Kasimir rollte mit den Augen. Es war das erste Mal seit dem Debakel in der Elbphilharmonie, dass er länger mit seiner Schwester telefonierte als zwei Minuten. Obwohl sie bereits zwei Game Overs einstecken musste, klebte Cecilie seit einer halben Stunde vor dem Display. Offenbar wollte sie ihren spärlichen Kontakt der letzten Wochen aufarbeiten.

»Musst du dich nicht um Lenina Valentina Jade kümmern?«, grummelte er, als sein letzter Flugzeugträger unterging.

»Schläft. Frido auch. Hildi ist mit Tommy auf der Baustelle.«

»Spielt sie noch Klavier?«

»Jeden Tag.« Cecilie bombardierte erfolgreich eine Welle. »Sie ist durch mit dem Anfängerbuch, könnte Nachschub brauchen.«

»Ich schicke euch was, wenn ich wieder in Berlin bin.«

»Du meinst Zuhause«, betonte Cecilie und wartete auf eine Erwiderung. Als Kasimir sich in Schweigen hüllte, seufzte sie. »Wie lange willst du noch bei Alain bleiben?«

»Keine Ahnung ... solange er und Jean im Basketballcamp sind?« Er ließ die Magnetklappe seiner Handyschutzhülle schnappen. »Ich helfe Adèle im Garten, gehe mit dem Hund und so ...«

»Okay, aber ...«

»Ich hab Mirabelle ein neues Kommando beigebracht.

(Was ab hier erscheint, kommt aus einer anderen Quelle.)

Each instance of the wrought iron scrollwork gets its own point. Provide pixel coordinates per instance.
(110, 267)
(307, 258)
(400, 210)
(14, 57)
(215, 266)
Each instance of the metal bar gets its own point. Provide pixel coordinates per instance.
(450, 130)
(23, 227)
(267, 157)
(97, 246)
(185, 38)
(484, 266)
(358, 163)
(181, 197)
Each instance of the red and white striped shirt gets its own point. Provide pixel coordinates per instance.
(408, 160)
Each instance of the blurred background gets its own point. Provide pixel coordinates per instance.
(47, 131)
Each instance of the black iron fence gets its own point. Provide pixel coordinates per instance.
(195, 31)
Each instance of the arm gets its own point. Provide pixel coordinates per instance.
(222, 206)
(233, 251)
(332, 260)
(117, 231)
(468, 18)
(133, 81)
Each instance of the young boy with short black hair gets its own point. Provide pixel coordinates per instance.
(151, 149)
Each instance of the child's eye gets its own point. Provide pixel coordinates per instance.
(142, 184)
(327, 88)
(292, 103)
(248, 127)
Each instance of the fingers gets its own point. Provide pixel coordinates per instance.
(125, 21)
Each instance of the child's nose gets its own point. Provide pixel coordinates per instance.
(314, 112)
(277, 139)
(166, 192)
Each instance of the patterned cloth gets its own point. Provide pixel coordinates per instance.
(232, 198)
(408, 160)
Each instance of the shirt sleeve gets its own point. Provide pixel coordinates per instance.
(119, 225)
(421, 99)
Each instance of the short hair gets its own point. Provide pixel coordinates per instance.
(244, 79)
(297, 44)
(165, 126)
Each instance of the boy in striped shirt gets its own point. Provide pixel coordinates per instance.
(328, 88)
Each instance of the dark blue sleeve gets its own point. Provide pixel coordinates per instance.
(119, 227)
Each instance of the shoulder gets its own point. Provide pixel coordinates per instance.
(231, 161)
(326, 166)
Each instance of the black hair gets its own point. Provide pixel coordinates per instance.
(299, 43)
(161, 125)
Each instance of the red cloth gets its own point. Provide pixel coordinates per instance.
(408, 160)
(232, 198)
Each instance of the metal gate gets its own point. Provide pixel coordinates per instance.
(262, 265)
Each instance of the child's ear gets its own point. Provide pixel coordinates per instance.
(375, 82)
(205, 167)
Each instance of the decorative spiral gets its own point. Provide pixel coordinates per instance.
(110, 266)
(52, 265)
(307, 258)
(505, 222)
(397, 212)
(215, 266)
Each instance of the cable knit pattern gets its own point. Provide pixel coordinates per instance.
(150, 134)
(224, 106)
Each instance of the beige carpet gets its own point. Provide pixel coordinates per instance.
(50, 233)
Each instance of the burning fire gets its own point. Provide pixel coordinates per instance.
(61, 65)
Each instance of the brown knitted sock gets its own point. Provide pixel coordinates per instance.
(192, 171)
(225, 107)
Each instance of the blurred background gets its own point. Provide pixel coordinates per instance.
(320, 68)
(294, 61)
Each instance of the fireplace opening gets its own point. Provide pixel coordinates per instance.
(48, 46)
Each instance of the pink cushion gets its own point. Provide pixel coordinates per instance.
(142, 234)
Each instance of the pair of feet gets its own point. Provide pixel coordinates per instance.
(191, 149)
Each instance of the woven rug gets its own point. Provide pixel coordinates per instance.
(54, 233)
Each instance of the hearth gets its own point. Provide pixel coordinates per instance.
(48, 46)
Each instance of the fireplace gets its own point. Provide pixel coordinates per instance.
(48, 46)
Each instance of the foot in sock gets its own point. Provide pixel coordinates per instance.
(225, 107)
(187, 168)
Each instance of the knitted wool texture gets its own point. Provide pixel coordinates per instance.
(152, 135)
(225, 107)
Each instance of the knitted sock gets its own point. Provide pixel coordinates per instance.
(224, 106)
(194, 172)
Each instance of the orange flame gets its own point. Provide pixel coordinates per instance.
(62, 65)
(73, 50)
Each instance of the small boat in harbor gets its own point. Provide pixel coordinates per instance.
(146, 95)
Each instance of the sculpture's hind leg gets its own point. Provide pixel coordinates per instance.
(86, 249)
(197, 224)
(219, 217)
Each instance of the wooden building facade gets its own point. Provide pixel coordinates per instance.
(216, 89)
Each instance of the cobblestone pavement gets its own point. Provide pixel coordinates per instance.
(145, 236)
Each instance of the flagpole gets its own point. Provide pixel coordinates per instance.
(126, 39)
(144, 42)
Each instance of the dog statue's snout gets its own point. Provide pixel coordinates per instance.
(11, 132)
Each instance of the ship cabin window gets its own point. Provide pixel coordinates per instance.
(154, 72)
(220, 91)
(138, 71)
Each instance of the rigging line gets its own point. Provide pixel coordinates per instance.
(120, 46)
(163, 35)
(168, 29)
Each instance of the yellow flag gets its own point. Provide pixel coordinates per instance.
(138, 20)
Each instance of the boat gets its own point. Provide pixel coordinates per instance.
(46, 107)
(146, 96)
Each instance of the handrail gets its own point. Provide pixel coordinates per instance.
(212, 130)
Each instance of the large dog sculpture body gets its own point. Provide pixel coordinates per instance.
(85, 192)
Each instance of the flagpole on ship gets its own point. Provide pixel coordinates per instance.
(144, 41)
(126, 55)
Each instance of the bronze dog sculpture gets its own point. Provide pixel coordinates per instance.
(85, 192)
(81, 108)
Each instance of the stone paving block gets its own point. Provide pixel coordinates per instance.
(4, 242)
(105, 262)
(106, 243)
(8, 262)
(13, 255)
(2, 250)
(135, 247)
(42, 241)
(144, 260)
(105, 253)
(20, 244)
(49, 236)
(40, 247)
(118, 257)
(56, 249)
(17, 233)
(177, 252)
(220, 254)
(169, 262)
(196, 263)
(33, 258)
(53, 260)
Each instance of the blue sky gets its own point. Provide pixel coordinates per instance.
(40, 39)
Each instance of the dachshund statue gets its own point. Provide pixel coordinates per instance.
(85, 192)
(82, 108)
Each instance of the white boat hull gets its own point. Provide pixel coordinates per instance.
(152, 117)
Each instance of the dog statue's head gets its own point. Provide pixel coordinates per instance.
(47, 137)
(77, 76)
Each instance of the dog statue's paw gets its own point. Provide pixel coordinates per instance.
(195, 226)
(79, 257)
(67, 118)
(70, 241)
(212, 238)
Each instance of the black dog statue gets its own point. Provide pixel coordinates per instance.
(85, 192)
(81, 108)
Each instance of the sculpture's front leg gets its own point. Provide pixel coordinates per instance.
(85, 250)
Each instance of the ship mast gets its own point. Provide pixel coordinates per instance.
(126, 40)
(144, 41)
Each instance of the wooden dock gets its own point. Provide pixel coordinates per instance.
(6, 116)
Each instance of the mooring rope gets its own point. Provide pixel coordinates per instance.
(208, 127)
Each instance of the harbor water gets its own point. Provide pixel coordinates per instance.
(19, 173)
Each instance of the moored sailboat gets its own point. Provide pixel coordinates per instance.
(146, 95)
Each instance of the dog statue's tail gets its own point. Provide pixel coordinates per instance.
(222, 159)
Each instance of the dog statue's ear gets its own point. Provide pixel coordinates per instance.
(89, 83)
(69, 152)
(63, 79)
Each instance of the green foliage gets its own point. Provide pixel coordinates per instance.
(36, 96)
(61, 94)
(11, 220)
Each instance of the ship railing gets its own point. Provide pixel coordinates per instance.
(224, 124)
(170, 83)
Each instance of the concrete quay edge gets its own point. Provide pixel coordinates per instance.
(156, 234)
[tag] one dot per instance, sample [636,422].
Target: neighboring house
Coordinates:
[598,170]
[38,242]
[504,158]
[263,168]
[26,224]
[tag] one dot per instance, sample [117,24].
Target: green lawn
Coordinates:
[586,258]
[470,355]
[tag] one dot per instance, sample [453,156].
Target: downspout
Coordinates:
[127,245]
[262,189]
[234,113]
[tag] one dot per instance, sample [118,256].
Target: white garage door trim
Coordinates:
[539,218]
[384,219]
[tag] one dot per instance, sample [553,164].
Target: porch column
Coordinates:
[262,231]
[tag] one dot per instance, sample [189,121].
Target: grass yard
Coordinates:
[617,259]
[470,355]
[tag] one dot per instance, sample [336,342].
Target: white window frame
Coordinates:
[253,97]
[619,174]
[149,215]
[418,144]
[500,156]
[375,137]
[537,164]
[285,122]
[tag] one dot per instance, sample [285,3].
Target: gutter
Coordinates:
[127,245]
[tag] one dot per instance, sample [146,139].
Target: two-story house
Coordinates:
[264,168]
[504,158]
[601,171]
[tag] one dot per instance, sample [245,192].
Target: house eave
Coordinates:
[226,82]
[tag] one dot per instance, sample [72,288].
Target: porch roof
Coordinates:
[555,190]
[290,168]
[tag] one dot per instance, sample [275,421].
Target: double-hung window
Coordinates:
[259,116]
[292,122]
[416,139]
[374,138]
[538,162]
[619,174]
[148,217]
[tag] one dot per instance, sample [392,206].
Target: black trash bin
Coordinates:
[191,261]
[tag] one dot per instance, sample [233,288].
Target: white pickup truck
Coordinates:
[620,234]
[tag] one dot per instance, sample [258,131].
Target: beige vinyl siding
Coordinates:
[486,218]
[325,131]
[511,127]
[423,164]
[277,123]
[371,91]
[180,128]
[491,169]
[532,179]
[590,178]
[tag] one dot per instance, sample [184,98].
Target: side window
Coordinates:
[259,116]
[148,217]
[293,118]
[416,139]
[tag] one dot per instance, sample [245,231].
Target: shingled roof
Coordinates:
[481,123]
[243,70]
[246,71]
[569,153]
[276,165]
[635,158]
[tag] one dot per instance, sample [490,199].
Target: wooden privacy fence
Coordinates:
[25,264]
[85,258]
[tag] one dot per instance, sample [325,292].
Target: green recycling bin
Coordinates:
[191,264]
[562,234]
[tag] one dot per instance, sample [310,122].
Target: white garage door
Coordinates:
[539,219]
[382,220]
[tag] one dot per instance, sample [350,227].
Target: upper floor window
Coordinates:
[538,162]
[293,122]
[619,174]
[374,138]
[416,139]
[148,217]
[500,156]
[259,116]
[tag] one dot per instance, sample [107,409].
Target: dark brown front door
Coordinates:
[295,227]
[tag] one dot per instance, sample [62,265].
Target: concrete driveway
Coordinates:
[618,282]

Es heißt ›Stirb‹.«

»Kasi ...«

»Sie lässt sich fallen und streckt die Pfoten von sich. Du hättest Adèles Gesicht sehen sollen, als sie gestern in der Einfahrt lag ...«

»Kasi, was zur Hölle.«

Ihr verständnisloser Tonfall zauberte ein Grinsen auf Kasimirs Lippen. Mirabelles pantomimische Fähigkeiten hatten selbst Martin ein Schmunzeln abgerungen. Mittlerweile nahm er am Abendessen teil, sprach sogar auf deutsch mit seiner Mutter, wenn Kasimir im Raum war. Und er spielte Klavier, während Kasimir sich in seinem Zimmer aufhielt. So wie jetzt.

»Hast du Musik an?«, fragte Cecilie, die Unterbrechung ihres Gesprächs hatte sie auf die dumpfen Klänge im Hintergrund aufmerksam gemacht.